The selection of Brett Kavanaugh as a replacement for retired Justice Anthony Kennedy has been met by mild disappointment by some Republicans who were hoping for a more exciting (and base-invigorating) pick, someone they would be certain would vote to overturn Roe v. Wade.

As National Review’s David French wrote Monday night, “I’ll defend [Kavanaugh] vigorously from unfair critiques tomorrow, but tonight I join many conservatives in a slight sigh of regret. There was a better choice.”

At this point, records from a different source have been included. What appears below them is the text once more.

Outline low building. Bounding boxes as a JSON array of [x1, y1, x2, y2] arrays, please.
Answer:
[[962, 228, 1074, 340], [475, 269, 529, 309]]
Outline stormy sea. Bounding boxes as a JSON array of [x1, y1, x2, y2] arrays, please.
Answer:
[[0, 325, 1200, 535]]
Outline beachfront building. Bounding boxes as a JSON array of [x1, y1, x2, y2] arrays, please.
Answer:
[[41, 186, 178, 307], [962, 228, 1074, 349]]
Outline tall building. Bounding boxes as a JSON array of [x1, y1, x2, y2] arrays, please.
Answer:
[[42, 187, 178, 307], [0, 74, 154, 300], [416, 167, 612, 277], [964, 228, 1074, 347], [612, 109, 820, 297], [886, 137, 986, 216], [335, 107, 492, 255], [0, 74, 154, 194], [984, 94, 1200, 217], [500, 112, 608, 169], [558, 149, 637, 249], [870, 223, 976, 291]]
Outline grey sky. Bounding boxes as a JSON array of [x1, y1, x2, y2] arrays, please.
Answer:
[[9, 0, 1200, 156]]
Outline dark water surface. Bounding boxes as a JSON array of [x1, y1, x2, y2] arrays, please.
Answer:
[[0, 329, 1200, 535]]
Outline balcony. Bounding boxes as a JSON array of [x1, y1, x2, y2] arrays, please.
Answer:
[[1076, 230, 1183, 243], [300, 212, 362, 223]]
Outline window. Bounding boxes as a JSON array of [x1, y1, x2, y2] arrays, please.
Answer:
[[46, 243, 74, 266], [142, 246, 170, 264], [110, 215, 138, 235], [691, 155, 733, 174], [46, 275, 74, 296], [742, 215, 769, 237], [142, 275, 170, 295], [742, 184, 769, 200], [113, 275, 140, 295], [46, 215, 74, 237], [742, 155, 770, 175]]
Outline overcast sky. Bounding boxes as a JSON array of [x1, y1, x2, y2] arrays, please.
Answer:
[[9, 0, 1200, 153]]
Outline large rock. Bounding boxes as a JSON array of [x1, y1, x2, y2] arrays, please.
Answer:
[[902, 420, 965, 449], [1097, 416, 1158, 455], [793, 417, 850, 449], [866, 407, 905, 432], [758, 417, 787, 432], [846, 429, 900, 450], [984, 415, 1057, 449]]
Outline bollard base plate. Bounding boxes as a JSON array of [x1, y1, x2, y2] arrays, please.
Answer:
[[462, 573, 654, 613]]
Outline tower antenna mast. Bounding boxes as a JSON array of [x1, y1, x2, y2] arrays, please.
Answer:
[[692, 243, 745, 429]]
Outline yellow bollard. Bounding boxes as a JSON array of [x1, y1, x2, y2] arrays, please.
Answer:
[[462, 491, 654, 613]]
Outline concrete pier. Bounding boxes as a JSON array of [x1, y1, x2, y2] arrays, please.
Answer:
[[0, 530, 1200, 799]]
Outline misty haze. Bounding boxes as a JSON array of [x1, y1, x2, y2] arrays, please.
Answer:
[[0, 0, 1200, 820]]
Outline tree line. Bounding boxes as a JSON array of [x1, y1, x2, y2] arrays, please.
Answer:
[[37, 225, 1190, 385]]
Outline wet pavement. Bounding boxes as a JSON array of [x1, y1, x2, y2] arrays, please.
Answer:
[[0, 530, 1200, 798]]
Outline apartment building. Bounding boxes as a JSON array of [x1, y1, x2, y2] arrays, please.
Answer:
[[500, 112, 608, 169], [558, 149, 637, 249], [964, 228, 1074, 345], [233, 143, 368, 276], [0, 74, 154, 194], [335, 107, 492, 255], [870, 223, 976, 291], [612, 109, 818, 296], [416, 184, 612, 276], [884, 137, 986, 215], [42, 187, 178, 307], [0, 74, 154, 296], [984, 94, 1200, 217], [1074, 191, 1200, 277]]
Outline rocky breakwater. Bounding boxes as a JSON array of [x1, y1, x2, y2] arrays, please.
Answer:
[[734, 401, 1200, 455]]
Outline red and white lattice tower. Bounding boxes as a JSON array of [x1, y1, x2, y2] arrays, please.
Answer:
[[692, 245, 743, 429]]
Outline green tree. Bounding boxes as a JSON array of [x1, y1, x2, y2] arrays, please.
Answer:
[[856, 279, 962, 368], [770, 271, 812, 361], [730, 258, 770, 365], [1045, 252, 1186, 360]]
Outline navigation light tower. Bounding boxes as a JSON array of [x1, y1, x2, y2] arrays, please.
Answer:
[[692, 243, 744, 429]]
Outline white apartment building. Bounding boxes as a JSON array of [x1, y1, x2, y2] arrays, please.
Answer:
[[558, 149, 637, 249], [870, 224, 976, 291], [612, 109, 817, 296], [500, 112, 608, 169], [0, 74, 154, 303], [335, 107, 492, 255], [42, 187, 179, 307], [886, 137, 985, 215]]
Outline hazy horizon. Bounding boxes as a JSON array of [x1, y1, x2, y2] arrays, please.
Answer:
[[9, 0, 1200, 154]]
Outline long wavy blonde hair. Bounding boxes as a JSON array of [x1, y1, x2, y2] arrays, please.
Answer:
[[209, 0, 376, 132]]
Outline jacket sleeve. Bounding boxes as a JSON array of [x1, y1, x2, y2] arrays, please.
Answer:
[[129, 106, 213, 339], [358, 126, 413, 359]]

French was referring to Amy Coney Barrett, who was viewed by many conservatives as a choice more likely to overturn Roe v. Wade. But Kavanaugh, meanwhile, gives some on the right pause because of what they view as insufficiently anti-abortion arguments made in two cases and an opinion in another case that helped shore up the Affordable Care Act. But most Republicans view Kavanaugh as a solid anti-abortion vote, pointing to his decisions on other cases and his lengthy tenure in conservative legal circles.

As Robert Barnes writes for the Washington Post, Kavanaugh represents a conservative shift for SCOTUS, but perhaps not a “lurch” to the right.


► President Trump issued a very controversial pardon of two Oregon ranchers who sparked a standoff with federal agents six years ago. From CNN:

Dwight Hammond Jr. and his son Steven Hammond were granted executive grants of clemency by Trump, according to a White House statement. The father-son duo are cattle ranchers and were convicted in 2012 of committing arson on federal lands in Oregon…

…Dwight Hammond has served approximately three years in prison, and his son Steven has served four years, according to the White House.

The Hammonds said they started a fire on their property in 2001 to protect it from wildfires and reduce the growth of invasive plants, but that the fire got out of hand, CNN affiliate KTVZ reported. Prosecutors said in 2016 they set fires to cover up evidence of poaching…

…The perceived unjust sentence for the Hammonds inspired Ammon Bundy to lead an armed standoff in early 2016, when a group of armed men broke into the headquarters of the Malheur National Wildlife Refuge in Oregon.